Aspergillus is a ubiquitous soil-dwelling fungus known to cause significant pulmonary infection in immunocompromised patients. The incidence of aspergillosis has increased during the past two decades and is a frequently lethal complication of acute leukemia patients that occurs following both chemotherapy and bone marrow transplantation. The diagnosis of invasive pulmonary aspergillosis (IPA) according to the criteria that are established by European Organization for the Research and Treatment of Cancer and Mycoses Study Group raise difficulties in severely ill patients. Despite established improvements in field of diagnosis (galactomannan antigen, quantitative PCR, real-time PCR for Aspergillus spp., and findings of computed tomography) and treatment with new antifungals, it is still a major problem in patients with acute leukemia. However, prompt and effective treatment of IPA is crucial because most patients will need subsequent chemotherapy for underlying hematologic disease as soon as possible.
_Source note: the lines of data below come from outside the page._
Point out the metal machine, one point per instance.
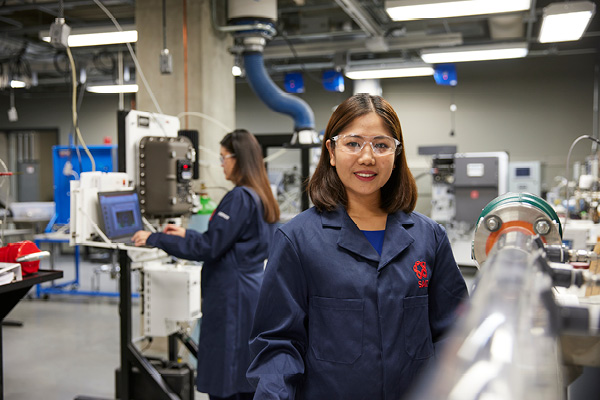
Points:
(508, 344)
(462, 184)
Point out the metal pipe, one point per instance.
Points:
(236, 28)
(595, 132)
(506, 345)
(275, 98)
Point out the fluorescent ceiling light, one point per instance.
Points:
(236, 71)
(389, 71)
(474, 53)
(17, 84)
(566, 21)
(406, 10)
(113, 89)
(99, 38)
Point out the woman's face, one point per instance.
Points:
(363, 174)
(227, 162)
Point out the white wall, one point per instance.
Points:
(97, 116)
(532, 108)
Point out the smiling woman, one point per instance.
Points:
(359, 290)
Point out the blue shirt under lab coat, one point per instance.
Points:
(337, 321)
(233, 250)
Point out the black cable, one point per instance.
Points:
(164, 24)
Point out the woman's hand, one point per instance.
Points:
(139, 238)
(174, 230)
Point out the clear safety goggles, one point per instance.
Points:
(381, 145)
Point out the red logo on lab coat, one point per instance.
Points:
(420, 269)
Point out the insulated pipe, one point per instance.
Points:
(275, 98)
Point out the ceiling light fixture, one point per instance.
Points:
(83, 38)
(475, 53)
(17, 84)
(564, 22)
(113, 88)
(387, 71)
(407, 10)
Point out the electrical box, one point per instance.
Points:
(166, 172)
(171, 295)
(133, 127)
(525, 176)
(479, 178)
(252, 9)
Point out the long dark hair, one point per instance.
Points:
(325, 188)
(249, 169)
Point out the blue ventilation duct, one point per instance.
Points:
(275, 98)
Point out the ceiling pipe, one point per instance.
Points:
(252, 44)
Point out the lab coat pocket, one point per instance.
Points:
(336, 329)
(415, 323)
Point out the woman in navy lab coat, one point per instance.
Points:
(233, 250)
(359, 289)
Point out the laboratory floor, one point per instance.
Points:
(68, 345)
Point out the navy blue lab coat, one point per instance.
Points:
(233, 250)
(337, 321)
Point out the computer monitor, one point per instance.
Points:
(120, 213)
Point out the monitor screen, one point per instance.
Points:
(522, 171)
(120, 213)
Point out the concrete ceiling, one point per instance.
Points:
(312, 34)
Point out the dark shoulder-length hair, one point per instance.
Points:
(325, 187)
(249, 169)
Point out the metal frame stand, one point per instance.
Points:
(130, 355)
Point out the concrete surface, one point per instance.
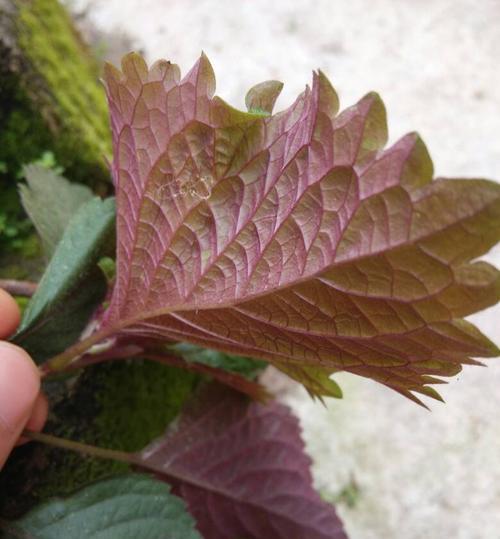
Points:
(411, 474)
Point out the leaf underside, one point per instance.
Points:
(295, 237)
(242, 470)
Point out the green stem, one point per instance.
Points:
(85, 449)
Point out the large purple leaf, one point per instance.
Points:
(295, 237)
(242, 470)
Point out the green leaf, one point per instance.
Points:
(245, 366)
(316, 380)
(262, 97)
(72, 286)
(51, 201)
(125, 507)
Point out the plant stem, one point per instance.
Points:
(62, 360)
(18, 288)
(85, 449)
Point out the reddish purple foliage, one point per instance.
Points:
(295, 237)
(242, 470)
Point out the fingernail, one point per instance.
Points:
(19, 386)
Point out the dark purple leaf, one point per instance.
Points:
(242, 470)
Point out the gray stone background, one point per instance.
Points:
(397, 471)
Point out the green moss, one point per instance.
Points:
(122, 405)
(58, 106)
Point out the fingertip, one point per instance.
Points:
(38, 416)
(10, 315)
(19, 386)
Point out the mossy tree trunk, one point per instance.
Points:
(50, 94)
(51, 100)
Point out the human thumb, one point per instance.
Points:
(19, 389)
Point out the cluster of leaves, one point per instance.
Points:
(242, 238)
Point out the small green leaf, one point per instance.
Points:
(125, 507)
(261, 98)
(245, 366)
(315, 379)
(51, 201)
(72, 285)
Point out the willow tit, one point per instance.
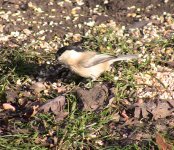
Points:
(88, 64)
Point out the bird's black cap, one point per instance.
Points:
(65, 48)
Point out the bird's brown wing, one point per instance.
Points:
(101, 58)
(96, 59)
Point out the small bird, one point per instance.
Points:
(88, 64)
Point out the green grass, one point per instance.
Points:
(80, 130)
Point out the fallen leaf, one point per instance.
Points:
(125, 116)
(162, 144)
(8, 106)
(162, 110)
(38, 87)
(56, 106)
(94, 98)
(35, 110)
(11, 95)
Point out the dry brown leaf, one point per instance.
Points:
(11, 95)
(161, 111)
(162, 144)
(125, 116)
(56, 106)
(38, 87)
(94, 98)
(8, 106)
(35, 110)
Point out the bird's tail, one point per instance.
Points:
(125, 57)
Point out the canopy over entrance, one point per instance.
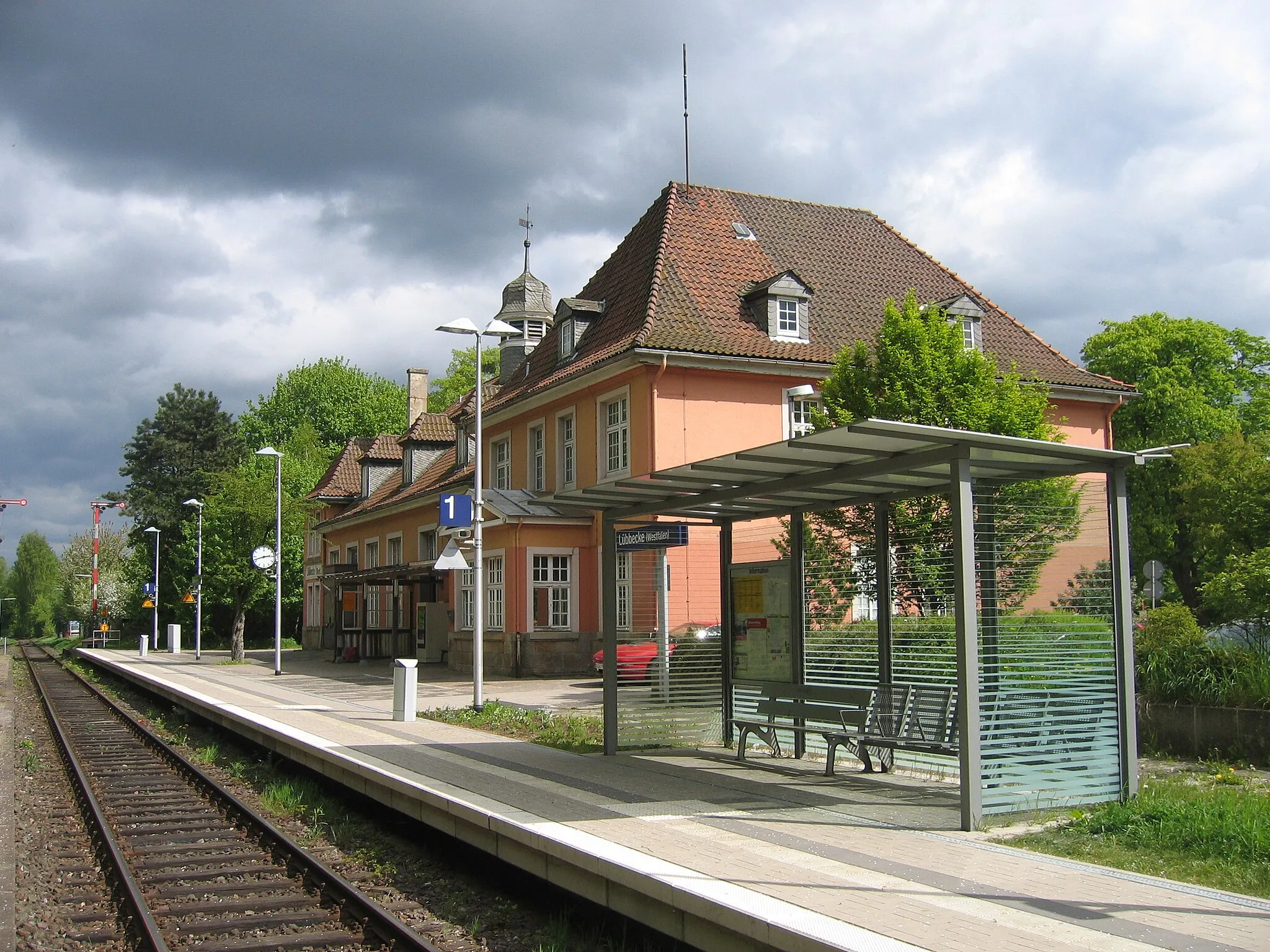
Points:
(861, 462)
(1039, 702)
We report a 33-year-old male patient with acute promyelocytic leukemia diagnosed in 1993 that developed invasive pulmonary aspergillosis due to A. flavus at relapse in 2003. The patient was successfully treated with liposomal amphotericin B and underwent surgical pulmonary resection. The operative course was uneventful.
This report emphasizes the clinical picture, applicability of recent advances in diagnostic and therapeutic approaches for IPA. For early identification of a patient infected with IPA, a high index of suspicion and careful clinical and radiological examinations with serial screening for galactomannan should be established. If aspergillosis is suspected, anti-aspergillosis drug should be administered immediately, and if a unique pulmonary lesion remains, surgical resection should be considered to prevent reactivation during consecutive chemotherapy courses and to improve the outcome.